PHOENIX (AP) - A former Maricopa County sheriff’s deputy who was arrested after a standoff with law enforcement only to die days later of an apparent suicide had evidence from criminal cases and a collection of IDs belonging to other people in his home, investigators said in court records.
Former Deputy Ramon Charley Armendariz, 40, was found dead Thursday in an apparent hanging at his home after he failed to get an electronic ankle monitor ordered by a judge as a condition of his release from jail. He had been arrested on suspicion of drug possession.
Investigators searching the home also found suspected illegal drugs and numerous driver’s licenses, passports and other IDs. Boxes of sheriff’s office documents, including criminal citations that were never prosecuted because copies hadn’t been given to the courts, also were found. Some citations in the boxes had been completed but were torn up, according to search warrant records.
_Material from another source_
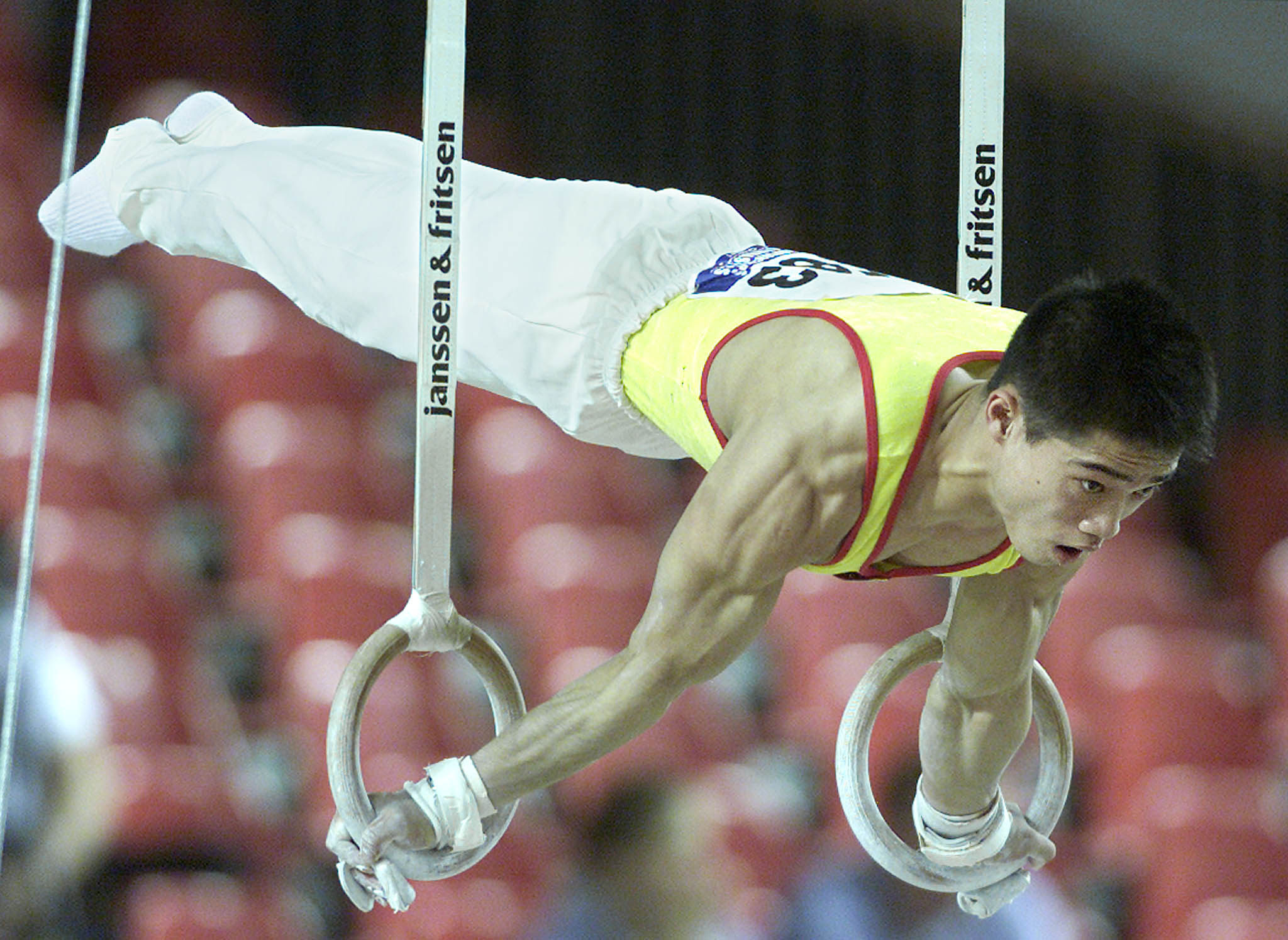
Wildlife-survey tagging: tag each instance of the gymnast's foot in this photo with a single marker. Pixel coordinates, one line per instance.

Sheriff Joe Arpaio said in an interview Friday that his office doesn’t yet know whether Armendariz’s alleged crimes was limited to the former deputy or whether he was working on behalf of criminals. The office is conducting an internal affairs investigation to determine whether other employees of the agency were involved.
More than a week ago, Armendariz called police to report a burglary in progress at his home in west Phoenix. Officers found Armendariz armed with a pepper ball gun and chasing a phantom burglar.
Investigators suspect Armendariz, who resigned from the sheriff’s office after his arrest, was either under the influence of drugs or having a manic episode. Armendariz claimed to have taken a sleeping aid.
Police went to the home again Sunday after friends of Armendariz called 911 because they were concerned that he was threatening to harm himself. After a nearly nine-hour barricade situation, he surrendered peacefully to authorities early Monday and was taken to a psychiatric center.
“I don’t know what triggered him over the last several days, first with the drugs and then with the way he was acting,” Arpaio said.
Armendariz’s burglary call led to the discovery of the drugs and evidence from criminal cases in which the former deputy was involved as an officer.
Plastic evidence bags were found inside Armendariz’s home that were both sealed and unsealed. Some bags contained evidence, while others had been torn open and were empty. Some evidence bags dated back to 2007, according to search warrant records.
Investigators said in court records that driver’s licenses, ID cards, passports, credit cards, airport security clearance cards and wallets also were found in the home.
Some evidence found in the home had departmental report numbers, Armendariz’s name and serial number. Investigators also found an illegal sawed-off shotgun in a locked filing cabinet for which Armendariz was the only key holder, according to search warrant records.
Additional property bags were found to have contained suspected drugs, including methamphetamine and marijuana.
Armendariz, a former member of Arpaio’s immigrant smuggling squad, was mentioned last year in a federal judge’s ruling on racial profiling during the sheriff’s immigration patrols.
In May 2013, U.S. District Judge Murray Snow concluded that the sheriff’s office had systematically racially profiled Latinos in its immigration and regular traffic patrols.
Snow concluded Armendariz considered race as a factor in making law enforcement decisions during large and small patrols. Arpaio has vigorously denied his agency racially profiles people and has appealed Snow’s ruling.